Type même de l'anti-héros, ce paysan analphabète nous fait
découvrir la face cachée de ce pays dont il incarne l'âme au fil
de ses pérégrinations.
Un
livre à lire absolument en attendant les prochaines parution d'un
jeune auteur prometteur.
Christian
Sorand
-"Le voyage d'Octavio"-Miguel Bonnefoy-Babelio
EXTRAITS :
- « On
crut au miracle. On utilisa la pulpe jaunie pour les infections, on
fit sécher les zestes qu'on saupoudra sur les poissons et on purifia
l'air avec l'acidité des huiles. On mélangea le citron au gingembre
dans des marmites et on fit passer, porte après porte, à toutes les
alcôves, avec un secours que deux mille ans de médecine n'avaient
su offrir. En dix mois, on fit reculer dix ans de peste.
[…]
C'est ainsi que la maison du vieux créole fut rasée et qu'on éleva
une église aux murs de pierres et au parquet sali face au
citronnier. On nomma l'église comme le village:
Saint-Paul-du-Limon. » (Ch.1,p.9)
- « Personne
n'apprend à dire qu'il ne sait ni lire ni écrire. Cela ne s'apprend
pas. Cela se tient dans une profondeur qui n'a pas de structure, pas
de jour. C'est une religion qui n'exige pas d'aveu.
Cependant,
Don Octavio avait toujours gardé ce secret, creusé dans son poing,
feignant une invalidité qui lui épargnait la honte. » (Ch.3,
p.21)
- « C'était
un cambrioleur délicat dont la politesse dans le vol était
inimitable, pleine de remords et de drame. Banqueroutier, faussaire,
saltimbanque, il avait été droguiste, empailleur, soudeur, marchand
de fourrures. Il s'était rendu célèbre dans sa jeunesse en chinant
dans les brocantes des tableaux poussiéreux, des livres apocryphes,
des horloges sans valeur qu'il habillait d'anecdotes brillantes pour
les revendre au prix fort. » (Ch.6, p.44)
- « Il
pensa que la littérature ne pouvait pas ressembler à cette image
éloignée des femmes. La litt´´rature devait tenir la plume comme
une épée, mêlée à l'immense et tumultueuse communauté des
hommes, dans une lutte obstinée pour défendre le droit de nommer,
pétrie dans la même glaise, dans la même fange, dans la même
absurdité que ceux qui la servent.
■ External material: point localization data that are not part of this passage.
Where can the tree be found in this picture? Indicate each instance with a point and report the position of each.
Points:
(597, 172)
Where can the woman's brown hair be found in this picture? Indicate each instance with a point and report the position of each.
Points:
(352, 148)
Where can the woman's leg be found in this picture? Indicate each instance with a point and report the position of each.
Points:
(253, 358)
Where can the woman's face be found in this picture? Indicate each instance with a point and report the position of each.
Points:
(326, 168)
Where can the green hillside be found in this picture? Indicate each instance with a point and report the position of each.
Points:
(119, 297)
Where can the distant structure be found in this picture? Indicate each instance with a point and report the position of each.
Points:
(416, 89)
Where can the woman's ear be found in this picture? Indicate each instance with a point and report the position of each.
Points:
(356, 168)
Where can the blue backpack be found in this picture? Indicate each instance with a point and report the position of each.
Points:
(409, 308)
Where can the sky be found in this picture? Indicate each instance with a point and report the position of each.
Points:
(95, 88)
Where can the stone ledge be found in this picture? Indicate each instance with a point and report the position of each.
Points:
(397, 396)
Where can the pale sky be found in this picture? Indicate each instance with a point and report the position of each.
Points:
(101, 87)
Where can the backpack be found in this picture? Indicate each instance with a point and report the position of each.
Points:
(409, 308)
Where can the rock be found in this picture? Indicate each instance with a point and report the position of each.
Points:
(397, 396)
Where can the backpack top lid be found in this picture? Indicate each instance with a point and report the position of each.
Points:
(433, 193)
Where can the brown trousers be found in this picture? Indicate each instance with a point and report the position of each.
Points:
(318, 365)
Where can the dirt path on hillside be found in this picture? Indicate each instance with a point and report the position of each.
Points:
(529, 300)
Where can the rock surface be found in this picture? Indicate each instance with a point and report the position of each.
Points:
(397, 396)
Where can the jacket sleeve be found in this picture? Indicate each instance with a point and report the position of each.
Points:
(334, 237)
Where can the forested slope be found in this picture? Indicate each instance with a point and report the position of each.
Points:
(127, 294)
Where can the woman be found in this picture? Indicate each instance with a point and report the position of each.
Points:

Elle devait avoir les cheveux
détachés, de l'héroïsme et des déchirures, une machette à la
ceinture ou une escopette à l'épaule. La littérature devait aussi
bien représenter ceux qui ne la lisent pas, pour exister comme l'ai
et comme l'eau, et toujours autrement. » (Ch.8, p.61)
- « Don
Octavio quitta le bidonville au milieu de la nuit. Il s'engagea sur
la route de l'ouest, vers le ponant, dans un camion où des rosaires
pendaient au rétroviseur, et s'arrêta sur un chantier autour de
Maracay. » (Ch.10, p.69)
- « Un
matin, il montra à un enfant comment s'écrivait son prénom avec un
clou sur le sable. Le jardin était sauvage, tout bruissant de
p´´tales dans l'air, aussi fins que des embruns, plein de
broussailles en fleurs et de terre retournée. L'enfant avait été
élevé au lait de vache et montra à Octavio comment il tétait
directement à la mamelle, en se traînant dans les pâtures, sans
affoler la bête. » (Ch.10, p.71)
- « La
traversée du torrent laissa dans le bois se son cœur une marque
inexplicable. Il ne voulut plus quitter la cabane. Il voulut au
contraire servir ce maître invisible, fait d'écume et de remous,
sentir la voix de cette solitude trouver écho dans la sienne. À
partir de ce jour, de ville en ville, la rumeur se répandit qu'un
géant faisait passer d'une rive à une autre, pour quelques
victuailles, les voyageurs sur son dos. » (Ch.11, p.84)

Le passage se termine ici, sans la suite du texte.